House Teams

The Miller Academy House Teams

At the closing Prize giving of Miller Academy, before the school split into Thurso High School and Miller Academy Primary School, the winning house for that year was Holburn.  With the log-book for this period missing, little information is available on the House Teams at that time.  It is known that the three teams were Holburn, Pentland and Clett and that they competed for The Scrabster Shield.  The first winner was Pentland, in session 1954-55, and the last name engraved on the shield is Clett, for session 1970-71.  This shield now hangs in the entrance hall of the Primary School main building having been returned to the school.  A picture of the shield is shown below along with the Morrison and Miller Shields.

During Mrs McCracken’s time as Head Teacher of Miller Academy, a ‘House’ system for the School was introduced by Depute Head Teacher, Mr Budge.  The system was seen as a good vehicle to motivate pupils in both academic work and sporting activities.  Mr Budge was instrumental in the naming of the House Teams after he had researched the names of individuals with a connection to the school.   The four house names chosen were Fletcher, MacKenzie, Ruby and Sandison.  Photographs of Lieutenant John MacKenzie and Flight Sergeant Peter Sandison and information frames about Maggie Fletcher and Margaret Ruby hang in the lower corridor of the main teaching block.

The teams compete for two house shields. The Morrison Shield for sports events, in the summer term, and the Lt.-Col. John Miller Shield for other school activities, throughout the year.  All members of staff, including the Head Teacher, Secretary and Janitor, allocate points during the session to individual pupils and those points are recorded for the individuals and their houses.  An individual’s points are used as a reward system to encourage improved academic performance, good behaviour and a helpful attitude at school.  The total points accumulated by the House Teams are displayed in the lower corridor and the House with the highest total is awarded the John Miller Trophy.

The House Captains for each of the houses are chosen by the pupil members of the house in a secret ballot.

The House Shields from left to right;- The Morrison, Scrabster and the Miller Shields.

Fletcher

Fletcher was named after Maggie Fletcher, the first female teacher at the school.  Miss Fletcher was appointed in 1883 and remained at the school for nearly four years.  Soon after her appointment girls were admitted to the school for the first time.

MacKenzie

MacKenzie is named in memory of Lieutenant John MacKenzie who was an English Master for seven years at the school before he lost his life in World War One.  Lieutenant MacKenzie was in the 8th Battalion of the Northumberland Fusiliers and was killed in action at the Battle of the Somme on September 26th, 1916.  His body was never found and he is commemorated on the large memorial at Thriepval in France and on the Miller Academy Memorial in the Thurso Library, formerly the Miller Institution.  Lieutenant MacKenzie was a native of Lybster, Caithness.

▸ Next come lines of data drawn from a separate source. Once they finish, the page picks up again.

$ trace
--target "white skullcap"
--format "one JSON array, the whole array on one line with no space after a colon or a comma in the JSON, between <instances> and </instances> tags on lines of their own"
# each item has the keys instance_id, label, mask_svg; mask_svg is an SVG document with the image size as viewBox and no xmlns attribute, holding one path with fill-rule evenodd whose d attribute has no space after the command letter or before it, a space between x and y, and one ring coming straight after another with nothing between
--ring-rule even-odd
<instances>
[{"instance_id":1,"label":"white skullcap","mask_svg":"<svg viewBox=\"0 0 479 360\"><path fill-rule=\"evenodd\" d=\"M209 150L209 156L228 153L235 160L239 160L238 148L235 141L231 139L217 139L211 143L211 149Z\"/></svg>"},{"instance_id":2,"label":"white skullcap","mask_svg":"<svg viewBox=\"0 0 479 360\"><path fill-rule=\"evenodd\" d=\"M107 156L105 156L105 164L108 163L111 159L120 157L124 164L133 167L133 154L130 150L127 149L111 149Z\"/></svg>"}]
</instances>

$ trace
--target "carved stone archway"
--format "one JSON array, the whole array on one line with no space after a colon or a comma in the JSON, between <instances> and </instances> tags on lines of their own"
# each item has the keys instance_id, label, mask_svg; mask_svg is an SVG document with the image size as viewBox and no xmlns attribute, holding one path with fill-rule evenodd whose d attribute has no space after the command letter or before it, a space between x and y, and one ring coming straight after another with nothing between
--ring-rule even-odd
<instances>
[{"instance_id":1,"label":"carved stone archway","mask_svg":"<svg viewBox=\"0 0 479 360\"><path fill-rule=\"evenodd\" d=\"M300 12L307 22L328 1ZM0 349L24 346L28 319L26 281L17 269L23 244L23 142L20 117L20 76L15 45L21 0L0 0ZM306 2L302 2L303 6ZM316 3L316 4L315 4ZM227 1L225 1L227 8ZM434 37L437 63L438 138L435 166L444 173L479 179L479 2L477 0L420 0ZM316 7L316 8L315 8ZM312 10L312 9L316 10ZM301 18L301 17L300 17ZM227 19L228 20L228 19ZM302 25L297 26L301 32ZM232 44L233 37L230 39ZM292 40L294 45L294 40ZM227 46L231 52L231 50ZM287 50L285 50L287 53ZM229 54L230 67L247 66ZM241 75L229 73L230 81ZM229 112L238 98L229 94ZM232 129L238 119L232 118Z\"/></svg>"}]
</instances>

The poem  below was submitted by Patricia Robertson (Simpson), Aberdeen who was a pupil in the school from 1930 to 1936.  It was composed by John MacKenzie, in 1913, for the autograph book of the then Miss Riach, Secondary Teacher at Miller Institute 1910 – 1915.  She later became Mrs Simpson, Forss Mill (mother of Mrs Robertson).

In Vestigus Deorum                  by J. MacKenzie, Thurso           August 25th,  1913.

O, Town by the delorous Northern Sea,

Town by the Northern River,

Long hast though stood by the sheltered bay,

Long shalt thou look on the restless deep,

Town of Thor forever.

Here dwelt of yore the Kingly God,

God of the Viking bold,

Who sailed the sea in the pride of his heart,

With helm on head and dragon at prow,

Warrior – robber of old.

By the rolling waves and the sounding beach,

By the headlands winding way,

By echoing cave and standing stack,

Have trod the feet of the mighty Gods,

Gods of the Elder Days.

Their’s the joy in the roaring gale,

And the flashing Northern Lights,

In the spouting reef and the sheering gull,

The thundering surf or the silent calm,

Of peaceful star-lit nights.

Heroes and Gods in Valhalla they dwell,

Warriors now as then,

Yet still as we tread where they trod before,

With like emotions our hearts may throb,

The puny sons of men.

Ruby

Ruby remembers a pupil, Margaret Ruby, who died at six years of age of Spanish ‘flu’ on 25th October 1918.  Margaret is buried in Thurso Cemetery and her parents and brothers are remembered on the gravestone.

Sandison

Sandison  is named after a former pupil killed in World War Two.  Sergeant Peter Sandison, a Flight Engineer in the Royal Air Force, was reported missing, presumed killed on September 16th, 1942.  His body was recovered from the sea by Germans four days later.  He was on his fifth operational flight after serving ten years in the RAF.  Sergeant Sandison had married only five days before his death on the return from a raid on Essen.  He was the youngest son of Donald Sandison and Mrs Sandison, Framside, Thurso.